Luego, se debe considerar que cuando los jueces cometen errores, cuestión que ocurre de manera no tan infrecuente, existe la posibilidad de revisar la sentencia cuando hay nuevos antecedentes, los que, en el caso de demostrar el error, o probar la inocencia de una persona privada de libertad, se puede reparar el daño liberándola, pero si la persona fue ejecutada, no existe la posibilidad de revivirla. Por ende es un castigo definitivo, sin posibilidad de enmienda.
Finalmente, es comprensible el dolor que sentimos como sociedad al ver estos casos, y es razonable sentir frustración antes los hechos, y que las ganas de resolver el tema por mano propia surjan, extraño sería si no tuviéramos esa sensibilidad.

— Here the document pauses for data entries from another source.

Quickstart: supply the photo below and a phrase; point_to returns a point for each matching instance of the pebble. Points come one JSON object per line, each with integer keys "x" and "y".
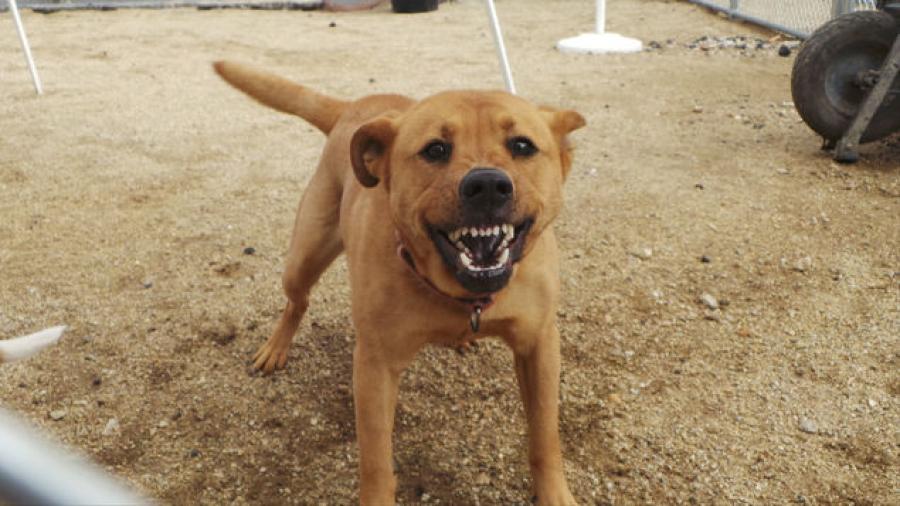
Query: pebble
{"x": 615, "y": 399}
{"x": 709, "y": 301}
{"x": 112, "y": 427}
{"x": 803, "y": 264}
{"x": 808, "y": 426}
{"x": 642, "y": 253}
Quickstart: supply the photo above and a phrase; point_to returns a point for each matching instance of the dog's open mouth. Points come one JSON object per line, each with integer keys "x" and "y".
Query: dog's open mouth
{"x": 481, "y": 256}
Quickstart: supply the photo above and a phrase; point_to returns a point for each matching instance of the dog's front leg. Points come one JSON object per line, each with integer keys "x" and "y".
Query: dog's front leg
{"x": 375, "y": 384}
{"x": 537, "y": 369}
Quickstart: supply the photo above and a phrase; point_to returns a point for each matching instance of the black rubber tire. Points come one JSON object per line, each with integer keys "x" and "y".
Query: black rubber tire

Sin embargo, el Estado no puede regular estas políticas criminales de manera visceral, basado en sentimientos, se debe hacer de manera estudiada y técnica, puesto que el Estado de Derecho y el debido proceso han sido derechos que nos hemos ganado como sociedad y que nos han costado siglos de desarrollo como civilización el derecho a la vida, establecido en nuestra Constitución, por lo que no puede caerse en la contradicción atentar contra ese derecho institucionalmente. No podemos, si pretendemos seguir avanzando, caer en el discurso de la venganza, aunque la maquillemos de justicia pues, si ante la bestialidad respondemos con salvajismo, nada nos diferenciará al final de aquellos a quienes, con justa razón, hemos llamado monstruos.